Ken Kennedy and the CRPC
Source: Science magazine, March 7, 1997
By Jeffrey Mervis
For computer scientist Ken Kennedy, the search for high-end performance
never ends. As director of the Center for Research on Parallel Computation
at Rice University, one of the National Science Foundation's (NSF's)
showcase science and technology centers, he has direct access to powerful
IBM, Cray, and Intel supercomputers. But he also needs high speed
connections to researchers in other institutions. So last summer,
Kennedy's center joined with two local universities in a successful bid to
hook up to NSF's very high speed Backbone Network Service (vBNS), a network
initially created to link five NSF-supported supercomputing facilities.
The center also is competing for a major role in the next iteration of
NSF's supercomputing program.
These programs are allowing researchers like Kennedy to redefine what it
means to be connected. Their scientific needs have long since exceeded the
capabilities of the Internet, the once-proud federal creation that has
become a victim of its own popularity, and led them to hook onto more
capable networks like vBNS to share and manipulate vast amounts of data.
But even these high-speed networks have their limitations: Access is
costly and limited (see table), and in general, the networks don't connect
with each other. Fortunately for Kennedy and other data-hungry
researchers, two separate new initiative have emerged to help lead the way
toward an even more connected future.
One is a 5-year, $500 million program, called the Next Generation Internet
(NGI), that President Clinton announced with great fanfare last October in
the heat of the election campaign (Science, 18 October 1996, p. 335). The
second is a loose-knit university initiative, called Internet-2, to
upgrade campus networks and develop educational applications that make use
of these improved links.
Although these initiatives and existing high-speed agency networks have
rung up independently, all are integral to creating the next U.S.
information highway. Larry Smarr, director of the NSF-funded National
Center for Supercomputing Applications, likens NGI to the top of a
three-layer cake.
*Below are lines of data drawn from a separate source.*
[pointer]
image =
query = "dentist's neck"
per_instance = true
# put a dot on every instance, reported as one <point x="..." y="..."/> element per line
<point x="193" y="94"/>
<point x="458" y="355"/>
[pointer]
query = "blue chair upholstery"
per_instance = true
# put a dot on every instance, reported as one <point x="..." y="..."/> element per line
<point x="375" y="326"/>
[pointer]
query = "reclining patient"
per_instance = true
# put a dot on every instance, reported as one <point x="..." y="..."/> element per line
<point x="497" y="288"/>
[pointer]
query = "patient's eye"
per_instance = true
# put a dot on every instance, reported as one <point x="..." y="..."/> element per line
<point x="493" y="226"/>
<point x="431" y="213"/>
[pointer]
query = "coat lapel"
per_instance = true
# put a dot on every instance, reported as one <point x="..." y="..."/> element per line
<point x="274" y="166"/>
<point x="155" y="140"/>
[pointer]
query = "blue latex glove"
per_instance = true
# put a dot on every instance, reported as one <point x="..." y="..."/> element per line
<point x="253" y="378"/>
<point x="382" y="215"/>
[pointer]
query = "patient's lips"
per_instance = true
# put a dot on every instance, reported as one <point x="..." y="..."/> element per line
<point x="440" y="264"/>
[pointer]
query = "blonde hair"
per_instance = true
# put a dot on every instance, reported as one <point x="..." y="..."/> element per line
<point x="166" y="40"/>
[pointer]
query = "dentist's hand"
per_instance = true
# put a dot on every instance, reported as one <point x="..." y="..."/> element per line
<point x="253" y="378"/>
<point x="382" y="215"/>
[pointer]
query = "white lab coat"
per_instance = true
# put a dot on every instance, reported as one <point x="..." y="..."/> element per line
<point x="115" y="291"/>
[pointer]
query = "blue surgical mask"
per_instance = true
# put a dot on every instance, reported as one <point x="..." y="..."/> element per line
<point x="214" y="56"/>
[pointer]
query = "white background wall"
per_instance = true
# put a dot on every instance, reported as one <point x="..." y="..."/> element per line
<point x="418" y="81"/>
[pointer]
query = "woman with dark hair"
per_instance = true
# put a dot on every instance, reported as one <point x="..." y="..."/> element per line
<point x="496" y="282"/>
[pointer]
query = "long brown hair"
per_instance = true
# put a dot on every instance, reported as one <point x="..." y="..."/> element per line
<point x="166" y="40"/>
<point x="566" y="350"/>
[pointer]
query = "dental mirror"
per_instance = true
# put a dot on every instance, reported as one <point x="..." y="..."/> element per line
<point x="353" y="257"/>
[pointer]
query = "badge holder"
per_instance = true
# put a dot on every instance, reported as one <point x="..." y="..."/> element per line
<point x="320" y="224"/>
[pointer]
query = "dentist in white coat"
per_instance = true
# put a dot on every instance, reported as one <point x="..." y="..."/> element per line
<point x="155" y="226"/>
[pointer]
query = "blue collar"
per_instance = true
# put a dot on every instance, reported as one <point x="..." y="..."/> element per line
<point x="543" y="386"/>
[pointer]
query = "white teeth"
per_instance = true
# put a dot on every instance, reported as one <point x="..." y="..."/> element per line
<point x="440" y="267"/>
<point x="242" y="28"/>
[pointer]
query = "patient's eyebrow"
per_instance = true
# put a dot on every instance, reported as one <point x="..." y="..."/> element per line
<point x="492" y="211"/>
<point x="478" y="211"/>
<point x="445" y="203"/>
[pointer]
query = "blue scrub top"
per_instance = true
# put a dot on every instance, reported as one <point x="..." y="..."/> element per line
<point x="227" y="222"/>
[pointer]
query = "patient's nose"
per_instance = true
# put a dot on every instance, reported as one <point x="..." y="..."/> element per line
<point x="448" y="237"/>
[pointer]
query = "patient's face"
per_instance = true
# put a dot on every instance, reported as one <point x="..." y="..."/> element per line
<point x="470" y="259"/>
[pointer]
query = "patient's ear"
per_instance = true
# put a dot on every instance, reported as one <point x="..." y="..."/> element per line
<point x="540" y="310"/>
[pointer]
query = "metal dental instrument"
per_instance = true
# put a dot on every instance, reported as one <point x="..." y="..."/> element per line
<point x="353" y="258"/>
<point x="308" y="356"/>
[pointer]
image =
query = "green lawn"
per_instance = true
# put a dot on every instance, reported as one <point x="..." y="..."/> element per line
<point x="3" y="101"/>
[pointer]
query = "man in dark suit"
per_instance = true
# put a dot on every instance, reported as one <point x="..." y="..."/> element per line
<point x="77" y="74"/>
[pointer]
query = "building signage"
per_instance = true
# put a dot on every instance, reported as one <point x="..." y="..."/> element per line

Internet-2 provides the foundation for universities to
take advantage of improved networking, he says, while individual agency
programs like vBNS sit in the middle, generating the applications that will
create demand for the high-end systems. "The president has said that NGI
is part of his bridge to the 21st century," says Smarr. "And the middle
layer will produce the success stories to justify the cost of Internet-2."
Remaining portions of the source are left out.